Potential of long non-coding RNAs in cancer patients: From biomarkers to therapeutic targets

Subash C. Gupta, +1 more
- 01 May 2017 - 
- Vol. 140, Iss: 9, pp 1955-1967
TLDR
LncRNAs are emerging as convenient and minimally invasive diagnostic/prognostic markers, and also as therapeutic target for the selective killing of cancer cells in patients.
Abstract
Because of high specificity and easy detection in the tissues, serum, plasma, urine and saliva, interest in exploring the potential of long non-coding RNAs (lncRNAs) in cancer patients continues to increase. LncRNAs have shown potential as a biomarker in the diagnosis and prognosis of bladder cancer, prostate cancer, gastric cancer, pancreatic cancer, breast cancer and many other cancer types.
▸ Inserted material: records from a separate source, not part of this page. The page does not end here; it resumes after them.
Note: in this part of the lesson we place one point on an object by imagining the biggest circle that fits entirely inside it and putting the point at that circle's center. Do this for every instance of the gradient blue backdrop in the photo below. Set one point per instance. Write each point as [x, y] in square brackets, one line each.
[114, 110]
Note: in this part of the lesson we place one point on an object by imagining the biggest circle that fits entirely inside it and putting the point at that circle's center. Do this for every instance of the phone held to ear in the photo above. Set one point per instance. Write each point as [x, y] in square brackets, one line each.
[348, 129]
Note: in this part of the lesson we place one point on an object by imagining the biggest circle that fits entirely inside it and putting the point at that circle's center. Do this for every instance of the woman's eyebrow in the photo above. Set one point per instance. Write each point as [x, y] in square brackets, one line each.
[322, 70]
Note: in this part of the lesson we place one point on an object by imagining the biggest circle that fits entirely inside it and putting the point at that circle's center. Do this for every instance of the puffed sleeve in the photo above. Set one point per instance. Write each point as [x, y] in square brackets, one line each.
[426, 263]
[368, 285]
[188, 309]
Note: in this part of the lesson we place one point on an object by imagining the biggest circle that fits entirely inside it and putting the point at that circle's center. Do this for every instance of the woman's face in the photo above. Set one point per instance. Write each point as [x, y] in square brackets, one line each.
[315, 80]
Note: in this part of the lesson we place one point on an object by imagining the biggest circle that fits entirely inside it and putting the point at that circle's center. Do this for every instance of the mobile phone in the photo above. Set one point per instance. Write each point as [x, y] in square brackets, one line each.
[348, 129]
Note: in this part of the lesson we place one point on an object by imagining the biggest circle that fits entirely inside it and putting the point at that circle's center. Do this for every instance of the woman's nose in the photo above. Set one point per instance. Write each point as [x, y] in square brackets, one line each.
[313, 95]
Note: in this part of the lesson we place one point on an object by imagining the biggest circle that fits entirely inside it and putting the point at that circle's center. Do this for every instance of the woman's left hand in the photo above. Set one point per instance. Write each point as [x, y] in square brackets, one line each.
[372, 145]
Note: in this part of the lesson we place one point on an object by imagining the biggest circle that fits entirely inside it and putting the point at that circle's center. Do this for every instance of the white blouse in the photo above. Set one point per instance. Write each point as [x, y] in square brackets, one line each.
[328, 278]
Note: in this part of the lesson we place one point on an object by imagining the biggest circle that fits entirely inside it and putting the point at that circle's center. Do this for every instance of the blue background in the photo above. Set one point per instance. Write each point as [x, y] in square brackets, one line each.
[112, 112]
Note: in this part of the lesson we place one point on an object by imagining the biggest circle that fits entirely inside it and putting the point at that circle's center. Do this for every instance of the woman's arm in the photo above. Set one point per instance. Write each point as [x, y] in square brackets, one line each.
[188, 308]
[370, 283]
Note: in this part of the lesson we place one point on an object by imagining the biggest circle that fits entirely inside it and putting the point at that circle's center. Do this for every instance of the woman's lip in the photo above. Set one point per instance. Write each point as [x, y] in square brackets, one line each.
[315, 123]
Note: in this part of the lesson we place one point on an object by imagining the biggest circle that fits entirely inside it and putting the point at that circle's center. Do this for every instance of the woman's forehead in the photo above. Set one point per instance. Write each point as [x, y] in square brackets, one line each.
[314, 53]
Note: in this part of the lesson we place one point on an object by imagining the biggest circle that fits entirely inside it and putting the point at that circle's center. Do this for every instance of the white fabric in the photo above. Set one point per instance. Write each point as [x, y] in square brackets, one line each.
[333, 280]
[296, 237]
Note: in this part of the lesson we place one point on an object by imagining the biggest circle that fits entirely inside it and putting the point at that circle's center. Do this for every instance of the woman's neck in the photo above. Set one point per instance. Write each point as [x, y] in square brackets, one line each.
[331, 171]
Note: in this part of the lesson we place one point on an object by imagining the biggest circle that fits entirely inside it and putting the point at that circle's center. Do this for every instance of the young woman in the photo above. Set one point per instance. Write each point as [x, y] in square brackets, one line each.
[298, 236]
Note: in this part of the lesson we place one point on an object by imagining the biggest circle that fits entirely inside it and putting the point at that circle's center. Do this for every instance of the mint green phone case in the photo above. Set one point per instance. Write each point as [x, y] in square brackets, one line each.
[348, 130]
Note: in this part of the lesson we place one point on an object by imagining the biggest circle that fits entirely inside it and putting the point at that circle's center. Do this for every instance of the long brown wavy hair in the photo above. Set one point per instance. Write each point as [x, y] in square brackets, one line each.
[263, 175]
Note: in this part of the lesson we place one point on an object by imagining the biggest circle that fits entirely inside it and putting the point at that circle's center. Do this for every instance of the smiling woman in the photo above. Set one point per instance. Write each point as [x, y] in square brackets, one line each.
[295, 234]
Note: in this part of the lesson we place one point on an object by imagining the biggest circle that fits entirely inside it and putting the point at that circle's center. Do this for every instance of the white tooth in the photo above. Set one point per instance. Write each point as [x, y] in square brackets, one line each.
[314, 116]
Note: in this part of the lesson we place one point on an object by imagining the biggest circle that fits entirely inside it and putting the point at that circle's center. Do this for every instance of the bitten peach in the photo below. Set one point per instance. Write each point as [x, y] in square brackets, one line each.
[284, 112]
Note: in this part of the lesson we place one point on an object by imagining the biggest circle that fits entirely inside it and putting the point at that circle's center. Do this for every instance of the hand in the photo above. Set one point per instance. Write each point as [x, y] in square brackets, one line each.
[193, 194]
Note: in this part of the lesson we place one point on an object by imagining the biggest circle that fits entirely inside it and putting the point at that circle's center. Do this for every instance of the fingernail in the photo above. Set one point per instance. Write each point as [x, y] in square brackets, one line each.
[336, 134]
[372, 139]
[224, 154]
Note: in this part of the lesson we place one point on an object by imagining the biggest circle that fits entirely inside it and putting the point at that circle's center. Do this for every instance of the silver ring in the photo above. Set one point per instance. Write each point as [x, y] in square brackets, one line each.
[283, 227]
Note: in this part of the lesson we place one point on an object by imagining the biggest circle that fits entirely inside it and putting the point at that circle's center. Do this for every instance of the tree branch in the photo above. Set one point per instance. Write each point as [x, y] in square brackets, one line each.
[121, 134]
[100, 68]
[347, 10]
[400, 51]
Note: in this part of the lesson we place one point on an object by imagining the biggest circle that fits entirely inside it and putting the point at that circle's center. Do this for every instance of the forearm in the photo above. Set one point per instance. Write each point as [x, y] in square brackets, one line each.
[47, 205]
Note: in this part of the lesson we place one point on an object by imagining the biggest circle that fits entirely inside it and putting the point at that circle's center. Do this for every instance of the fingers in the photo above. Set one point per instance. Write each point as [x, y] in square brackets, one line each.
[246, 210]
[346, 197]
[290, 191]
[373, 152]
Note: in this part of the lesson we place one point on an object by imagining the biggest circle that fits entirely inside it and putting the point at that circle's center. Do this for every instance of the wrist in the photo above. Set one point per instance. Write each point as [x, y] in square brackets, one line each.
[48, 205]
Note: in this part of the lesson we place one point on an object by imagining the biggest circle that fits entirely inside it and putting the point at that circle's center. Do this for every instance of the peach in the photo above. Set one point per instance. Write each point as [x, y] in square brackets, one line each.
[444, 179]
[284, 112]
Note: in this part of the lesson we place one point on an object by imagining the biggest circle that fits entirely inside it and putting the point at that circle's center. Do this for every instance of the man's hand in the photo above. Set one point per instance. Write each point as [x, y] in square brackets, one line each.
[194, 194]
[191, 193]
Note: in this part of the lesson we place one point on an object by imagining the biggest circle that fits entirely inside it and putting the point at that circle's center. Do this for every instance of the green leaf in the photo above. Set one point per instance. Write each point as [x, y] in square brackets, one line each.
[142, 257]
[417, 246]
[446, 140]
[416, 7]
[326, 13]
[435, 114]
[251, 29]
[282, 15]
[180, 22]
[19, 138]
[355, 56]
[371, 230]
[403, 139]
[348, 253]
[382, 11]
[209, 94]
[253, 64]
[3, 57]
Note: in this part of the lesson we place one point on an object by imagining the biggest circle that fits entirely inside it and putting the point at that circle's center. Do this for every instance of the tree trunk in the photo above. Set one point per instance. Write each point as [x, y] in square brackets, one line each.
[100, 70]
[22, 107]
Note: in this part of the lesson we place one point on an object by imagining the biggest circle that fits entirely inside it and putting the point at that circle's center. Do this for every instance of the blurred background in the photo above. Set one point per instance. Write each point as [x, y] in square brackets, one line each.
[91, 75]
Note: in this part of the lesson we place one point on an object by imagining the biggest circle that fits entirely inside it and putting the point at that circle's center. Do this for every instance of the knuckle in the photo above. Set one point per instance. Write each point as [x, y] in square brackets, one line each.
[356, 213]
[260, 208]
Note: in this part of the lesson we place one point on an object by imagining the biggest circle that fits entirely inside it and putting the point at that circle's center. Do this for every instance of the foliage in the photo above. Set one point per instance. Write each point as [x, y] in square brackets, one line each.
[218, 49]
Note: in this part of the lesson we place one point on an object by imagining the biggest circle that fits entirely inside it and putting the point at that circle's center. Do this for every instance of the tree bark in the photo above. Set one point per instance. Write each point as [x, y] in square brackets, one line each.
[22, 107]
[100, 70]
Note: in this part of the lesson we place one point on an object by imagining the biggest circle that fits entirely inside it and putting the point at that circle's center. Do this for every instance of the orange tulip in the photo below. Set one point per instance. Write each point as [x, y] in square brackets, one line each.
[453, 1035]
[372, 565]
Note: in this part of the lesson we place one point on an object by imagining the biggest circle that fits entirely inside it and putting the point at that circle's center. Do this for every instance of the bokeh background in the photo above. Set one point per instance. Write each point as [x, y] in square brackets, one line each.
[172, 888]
Some lncRNAs have also been used as adjunct to improve the specificity and sensitivity of existing biomarkers. The molecular tools such as RNA-seq, RNA-FISH, ic-SHAPE and quantitative real-time PCR have been used for examining the lncRNAs' potential. Some lncRNAs such as PCA3 is now routinely used in the clinic for the diagnosis of prostate cancer. Single nucleotide polymorphisms (SNPs) in lncRNAs can also be used as a predictor of cancer risk. Although ongoing studies continue to unravel the underlying mechanism, some lncRNAs have been used as therapeutic targets for the selective killing of cancer cells in patients. Thus lncRNAs are emerging as convenient and minimally invasive diagnostic/prognostic markers, and also as therapeutic target. Companies such as the Curna Inc., MiNA Therapeutics Ltd. and RaNA Therapeutics Inc. have been taking steps to develop lncRNA based strategies against cancer. In this review, we discuss the potential of lncRNAs as biomarkers and therapeutic targets in cancer patients.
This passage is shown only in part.